Von Ralf Keuper
Die dreiteilige, ausgesprochen sehenswerte Filmdokumentation Waffen des Fortschritts folgte den Spuren des Evolutionsbiologen Jared Diamond und seiner bahnbrechenden Theorie über die Wurzeln für die Ungleichheit der Menschheit, die er in seinem Buch Arm und Reich. Die Schicksale menschlicher Gesellschaften beschrieben hat.
Anders als die meisten Vertreter der Wirtschaftsgeschichte führt Diamond die Unterschiede zwischen den menschlichen Gesellschaften auf die Geografie und die Kombination aus Waffen, Viren und Stahl zurück. Darin, und nicht in den Menschen selber, liegen die Unterschiede begründet. Zivilisationen in gemäßigten Klimazonen genossen von Beginn an einen enormen Startvorteil, da es ihnen möglich war, Getreide anzubauen und Nutzvieh zu halten.
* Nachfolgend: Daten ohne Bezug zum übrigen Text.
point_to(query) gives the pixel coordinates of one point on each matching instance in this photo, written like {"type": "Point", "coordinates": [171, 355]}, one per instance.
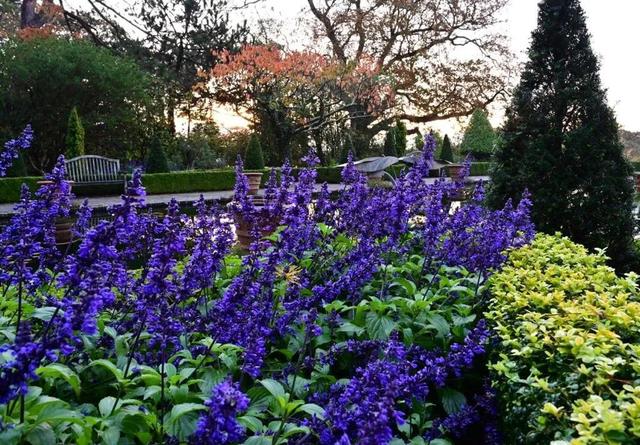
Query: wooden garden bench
{"type": "Point", "coordinates": [92, 169]}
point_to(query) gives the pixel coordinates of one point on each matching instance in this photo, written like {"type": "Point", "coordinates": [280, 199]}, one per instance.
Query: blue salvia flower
{"type": "Point", "coordinates": [219, 426]}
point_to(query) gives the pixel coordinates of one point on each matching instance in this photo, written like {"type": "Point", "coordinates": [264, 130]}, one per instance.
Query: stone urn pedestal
{"type": "Point", "coordinates": [64, 226]}
{"type": "Point", "coordinates": [262, 218]}
{"type": "Point", "coordinates": [254, 179]}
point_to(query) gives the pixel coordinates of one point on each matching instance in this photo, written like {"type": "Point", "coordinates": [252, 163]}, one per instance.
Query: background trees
{"type": "Point", "coordinates": [479, 138]}
{"type": "Point", "coordinates": [561, 140]}
{"type": "Point", "coordinates": [42, 78]}
{"type": "Point", "coordinates": [74, 141]}
{"type": "Point", "coordinates": [415, 44]}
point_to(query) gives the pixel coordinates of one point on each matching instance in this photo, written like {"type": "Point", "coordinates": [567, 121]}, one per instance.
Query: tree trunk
{"type": "Point", "coordinates": [28, 16]}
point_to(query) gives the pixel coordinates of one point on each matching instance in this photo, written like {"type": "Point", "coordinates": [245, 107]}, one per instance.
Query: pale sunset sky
{"type": "Point", "coordinates": [613, 25]}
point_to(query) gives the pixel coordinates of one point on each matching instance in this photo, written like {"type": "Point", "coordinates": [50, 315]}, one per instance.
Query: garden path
{"type": "Point", "coordinates": [102, 202]}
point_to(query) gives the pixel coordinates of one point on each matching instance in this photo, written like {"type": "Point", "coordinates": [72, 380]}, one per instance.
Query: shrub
{"type": "Point", "coordinates": [253, 158]}
{"type": "Point", "coordinates": [562, 143]}
{"type": "Point", "coordinates": [567, 365]}
{"type": "Point", "coordinates": [157, 158]}
{"type": "Point", "coordinates": [74, 141]}
{"type": "Point", "coordinates": [446, 153]}
{"type": "Point", "coordinates": [479, 137]}
{"type": "Point", "coordinates": [390, 145]}
{"type": "Point", "coordinates": [401, 138]}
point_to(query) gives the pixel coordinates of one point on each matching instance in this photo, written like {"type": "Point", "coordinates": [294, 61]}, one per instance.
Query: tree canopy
{"type": "Point", "coordinates": [42, 78]}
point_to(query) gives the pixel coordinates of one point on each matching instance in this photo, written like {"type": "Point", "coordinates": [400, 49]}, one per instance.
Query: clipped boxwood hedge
{"type": "Point", "coordinates": [10, 187]}
{"type": "Point", "coordinates": [185, 181]}
{"type": "Point", "coordinates": [567, 366]}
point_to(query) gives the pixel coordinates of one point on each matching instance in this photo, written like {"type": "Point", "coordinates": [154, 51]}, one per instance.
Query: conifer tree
{"type": "Point", "coordinates": [560, 140]}
{"type": "Point", "coordinates": [479, 137]}
{"type": "Point", "coordinates": [446, 154]}
{"type": "Point", "coordinates": [253, 158]}
{"type": "Point", "coordinates": [157, 158]}
{"type": "Point", "coordinates": [401, 138]}
{"type": "Point", "coordinates": [418, 142]}
{"type": "Point", "coordinates": [74, 140]}
{"type": "Point", "coordinates": [390, 148]}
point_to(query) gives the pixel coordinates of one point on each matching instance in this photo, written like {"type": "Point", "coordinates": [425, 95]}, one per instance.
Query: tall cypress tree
{"type": "Point", "coordinates": [401, 138]}
{"type": "Point", "coordinates": [561, 140]}
{"type": "Point", "coordinates": [390, 148]}
{"type": "Point", "coordinates": [74, 140]}
{"type": "Point", "coordinates": [157, 158]}
{"type": "Point", "coordinates": [446, 154]}
{"type": "Point", "coordinates": [479, 137]}
{"type": "Point", "coordinates": [253, 158]}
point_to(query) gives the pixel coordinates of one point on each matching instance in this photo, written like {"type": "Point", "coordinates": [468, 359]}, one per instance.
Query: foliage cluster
{"type": "Point", "coordinates": [479, 137]}
{"type": "Point", "coordinates": [42, 79]}
{"type": "Point", "coordinates": [356, 321]}
{"type": "Point", "coordinates": [567, 363]}
{"type": "Point", "coordinates": [562, 143]}
{"type": "Point", "coordinates": [74, 140]}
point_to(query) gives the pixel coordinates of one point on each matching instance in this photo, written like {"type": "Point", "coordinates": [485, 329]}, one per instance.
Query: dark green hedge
{"type": "Point", "coordinates": [191, 181]}
{"type": "Point", "coordinates": [186, 182]}
{"type": "Point", "coordinates": [480, 168]}
{"type": "Point", "coordinates": [10, 187]}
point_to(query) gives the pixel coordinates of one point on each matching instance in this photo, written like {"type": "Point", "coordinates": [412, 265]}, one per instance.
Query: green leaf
{"type": "Point", "coordinates": [41, 434]}
{"type": "Point", "coordinates": [379, 326]}
{"type": "Point", "coordinates": [440, 442]}
{"type": "Point", "coordinates": [58, 370]}
{"type": "Point", "coordinates": [252, 423]}
{"type": "Point", "coordinates": [111, 436]}
{"type": "Point", "coordinates": [106, 406]}
{"type": "Point", "coordinates": [350, 328]}
{"type": "Point", "coordinates": [181, 422]}
{"type": "Point", "coordinates": [43, 313]}
{"type": "Point", "coordinates": [409, 286]}
{"type": "Point", "coordinates": [258, 440]}
{"type": "Point", "coordinates": [440, 324]}
{"type": "Point", "coordinates": [452, 400]}
{"type": "Point", "coordinates": [313, 409]}
{"type": "Point", "coordinates": [275, 388]}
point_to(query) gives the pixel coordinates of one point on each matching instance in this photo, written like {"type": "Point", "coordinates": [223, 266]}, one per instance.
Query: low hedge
{"type": "Point", "coordinates": [480, 168]}
{"type": "Point", "coordinates": [567, 366]}
{"type": "Point", "coordinates": [10, 187]}
{"type": "Point", "coordinates": [186, 181]}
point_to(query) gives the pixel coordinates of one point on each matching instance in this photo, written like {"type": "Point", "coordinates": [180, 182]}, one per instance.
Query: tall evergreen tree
{"type": "Point", "coordinates": [479, 137]}
{"type": "Point", "coordinates": [390, 148]}
{"type": "Point", "coordinates": [401, 138]}
{"type": "Point", "coordinates": [74, 140]}
{"type": "Point", "coordinates": [560, 140]}
{"type": "Point", "coordinates": [157, 158]}
{"type": "Point", "coordinates": [446, 154]}
{"type": "Point", "coordinates": [253, 158]}
{"type": "Point", "coordinates": [418, 141]}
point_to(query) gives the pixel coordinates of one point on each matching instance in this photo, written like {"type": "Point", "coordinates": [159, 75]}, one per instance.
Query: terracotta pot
{"type": "Point", "coordinates": [455, 171]}
{"type": "Point", "coordinates": [254, 182]}
{"type": "Point", "coordinates": [63, 225]}
{"type": "Point", "coordinates": [244, 228]}
{"type": "Point", "coordinates": [64, 234]}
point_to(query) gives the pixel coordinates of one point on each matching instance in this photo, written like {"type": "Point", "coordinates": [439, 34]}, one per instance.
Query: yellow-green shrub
{"type": "Point", "coordinates": [567, 364]}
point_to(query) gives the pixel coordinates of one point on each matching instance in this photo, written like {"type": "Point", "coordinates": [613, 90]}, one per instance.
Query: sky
{"type": "Point", "coordinates": [615, 33]}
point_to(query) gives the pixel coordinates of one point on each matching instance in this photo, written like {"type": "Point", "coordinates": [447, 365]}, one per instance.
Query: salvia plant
{"type": "Point", "coordinates": [356, 319]}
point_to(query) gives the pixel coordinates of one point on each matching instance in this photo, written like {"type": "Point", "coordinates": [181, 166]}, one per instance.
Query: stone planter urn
{"type": "Point", "coordinates": [266, 222]}
{"type": "Point", "coordinates": [254, 179]}
{"type": "Point", "coordinates": [64, 226]}
{"type": "Point", "coordinates": [455, 171]}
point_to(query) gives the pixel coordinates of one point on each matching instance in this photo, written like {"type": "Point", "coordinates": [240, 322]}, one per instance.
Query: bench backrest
{"type": "Point", "coordinates": [92, 168]}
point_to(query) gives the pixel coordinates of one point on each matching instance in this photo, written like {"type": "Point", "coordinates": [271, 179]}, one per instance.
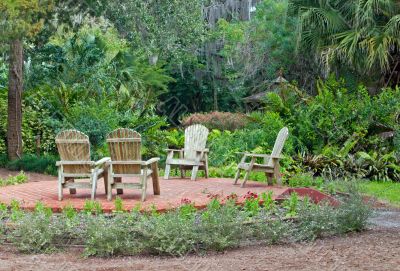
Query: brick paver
{"type": "Point", "coordinates": [173, 191]}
Einmal sesshaft geworden, konnten die Völker der gemäßigten Klimazonen, deren Keimzelle der sog. Fruchtbare Halbmond, das heutige Vorderasien war, Spezialisten für die Entwicklung neuer Verfahren und Technologien abstellen.
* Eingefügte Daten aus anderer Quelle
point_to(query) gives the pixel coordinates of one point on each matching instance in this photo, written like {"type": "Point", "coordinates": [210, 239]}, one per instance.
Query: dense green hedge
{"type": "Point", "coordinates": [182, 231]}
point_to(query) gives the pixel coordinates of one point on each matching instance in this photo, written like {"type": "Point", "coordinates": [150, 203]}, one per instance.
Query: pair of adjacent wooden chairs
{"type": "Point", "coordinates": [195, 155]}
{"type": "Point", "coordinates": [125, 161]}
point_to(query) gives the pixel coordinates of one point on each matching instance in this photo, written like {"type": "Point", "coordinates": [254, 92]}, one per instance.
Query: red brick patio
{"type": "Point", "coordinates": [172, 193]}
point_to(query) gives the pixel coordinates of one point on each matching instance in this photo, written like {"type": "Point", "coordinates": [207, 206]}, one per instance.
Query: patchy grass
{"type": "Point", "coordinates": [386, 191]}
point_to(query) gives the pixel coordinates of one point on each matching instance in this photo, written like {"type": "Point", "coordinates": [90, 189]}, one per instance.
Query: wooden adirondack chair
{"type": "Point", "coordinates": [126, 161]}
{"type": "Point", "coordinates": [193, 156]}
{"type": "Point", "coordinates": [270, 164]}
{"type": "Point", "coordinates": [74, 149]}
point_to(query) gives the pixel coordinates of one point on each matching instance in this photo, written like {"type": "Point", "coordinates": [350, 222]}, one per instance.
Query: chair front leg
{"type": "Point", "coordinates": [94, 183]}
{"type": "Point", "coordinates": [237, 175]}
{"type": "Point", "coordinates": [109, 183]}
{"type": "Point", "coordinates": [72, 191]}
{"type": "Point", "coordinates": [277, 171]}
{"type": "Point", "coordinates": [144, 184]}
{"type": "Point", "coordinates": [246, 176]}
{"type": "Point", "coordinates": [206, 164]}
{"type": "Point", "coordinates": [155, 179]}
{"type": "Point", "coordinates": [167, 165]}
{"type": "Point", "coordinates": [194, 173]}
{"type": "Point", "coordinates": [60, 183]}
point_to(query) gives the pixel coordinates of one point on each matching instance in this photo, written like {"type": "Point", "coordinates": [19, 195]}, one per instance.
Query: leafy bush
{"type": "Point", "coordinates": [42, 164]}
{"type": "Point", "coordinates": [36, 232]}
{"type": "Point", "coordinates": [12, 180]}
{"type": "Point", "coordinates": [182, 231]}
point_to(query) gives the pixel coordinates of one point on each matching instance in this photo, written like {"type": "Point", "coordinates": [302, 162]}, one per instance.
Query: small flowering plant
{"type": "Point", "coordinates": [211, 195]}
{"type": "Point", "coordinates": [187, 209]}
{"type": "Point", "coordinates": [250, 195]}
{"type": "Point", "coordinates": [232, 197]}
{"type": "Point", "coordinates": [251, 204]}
Diamond begann seine Forschungen vor mehr als dreißig Jahren in Neuguinea. Dort hatte sich bis zum Beginn des vergangenen Jahrhunderts eine Zivilisation erhalten, die über keine Nutztiere verfügte, die als Nahrungsquelle und Arbeitskräfte hätten dienen können. Hinzu kam, dass die Pflanzen nicht, wie bei Getreide, über lange Zeit gelagert werden konnten.
Die Eroberung der alten Reiche der Inka und Atzteken erklärt sich daraus, dass diese Völker über keine vergleichbaren Waffen, Nutztiere wie Pferde sowie Stahl verfügten, die sie gegen die spanischen Eroberer hätten einsetzen können. Den letzten Schlag versetzten ihnen die Viren wie die Pocken, die die Urbevölkerung in Südamerika zu 95% dezimiert haben sollen.
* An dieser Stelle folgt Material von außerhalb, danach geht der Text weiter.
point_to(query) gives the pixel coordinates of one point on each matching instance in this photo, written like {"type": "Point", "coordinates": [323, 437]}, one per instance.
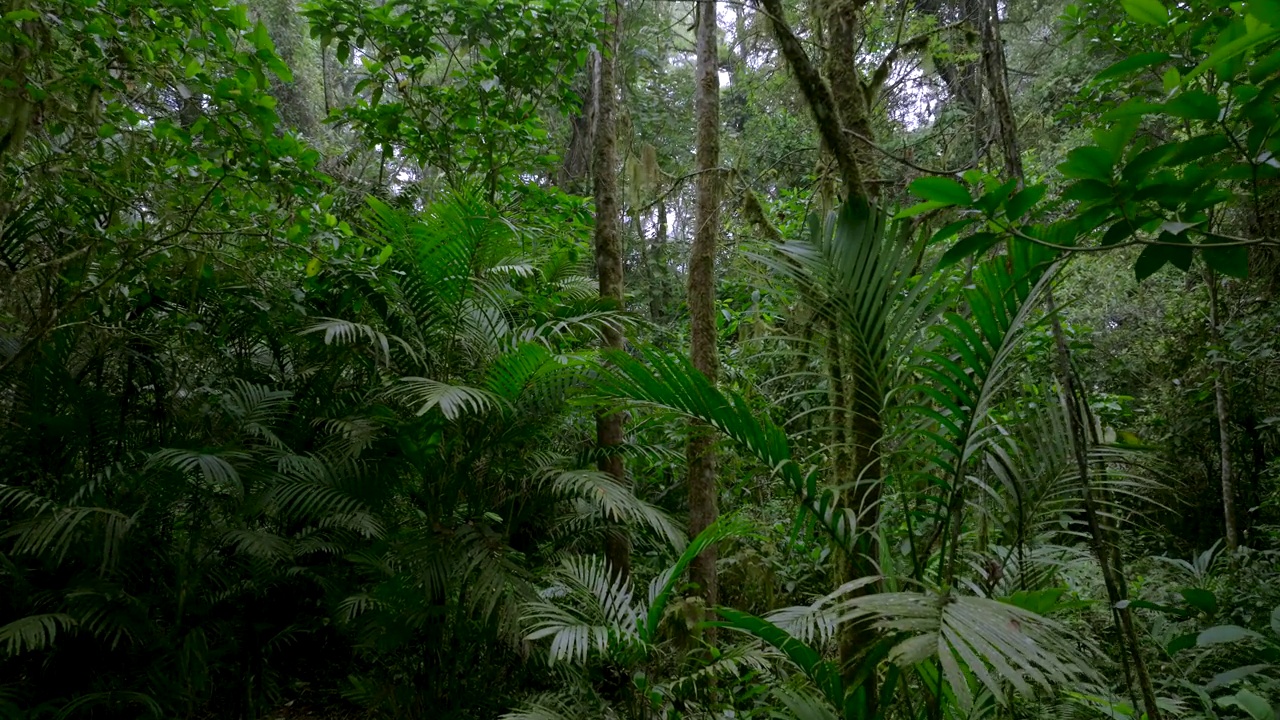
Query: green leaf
{"type": "Point", "coordinates": [1148, 12]}
{"type": "Point", "coordinates": [1234, 675]}
{"type": "Point", "coordinates": [819, 671]}
{"type": "Point", "coordinates": [1201, 600]}
{"type": "Point", "coordinates": [976, 244]}
{"type": "Point", "coordinates": [1266, 10]}
{"type": "Point", "coordinates": [951, 229]}
{"type": "Point", "coordinates": [941, 190]}
{"type": "Point", "coordinates": [1193, 105]}
{"type": "Point", "coordinates": [1088, 163]}
{"type": "Point", "coordinates": [1040, 602]}
{"type": "Point", "coordinates": [1118, 232]}
{"type": "Point", "coordinates": [1224, 634]}
{"type": "Point", "coordinates": [1180, 642]}
{"type": "Point", "coordinates": [1255, 705]}
{"type": "Point", "coordinates": [928, 206]}
{"type": "Point", "coordinates": [1088, 190]}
Nach einem ähnlichen Muster verlief später die Kolonisation von Afrika, allerdings mit dem entscheidenden Unterschied, dass der Vormarsch hier an der Klimagrenze der Tropen zum Stoppen kam. Grund hierfür waren Viren, gegen die die einheimische Bevölkerung über die Jahrhunderte immun geworden war. Auch betrieb die Urbevölkerung hier erfolgreich Viehzucht und Ackerbau, was den Europäern zunächst nicht gelingen wollte, da sie an den vertrauten und in Europa bewährten Methoden festhielten. Die Tropen kennen nur zwei Jahreswechsel – die Regen – und Trockenzeit – ein Rhythmus, der den Europäern nicht vertraut war, weshalb sie sich an den Flüssen ansiedelten, dort, wo die Moskitos die Malaria epidemisch übertrugen. Das hielt die Europäer, wie die Belgier im Kongo, jedoch nicht davon ab, die Bevölkerung zu vertreiben und zu Arbeitssklaven zu machen, u.a. für den Eisenbahnbau.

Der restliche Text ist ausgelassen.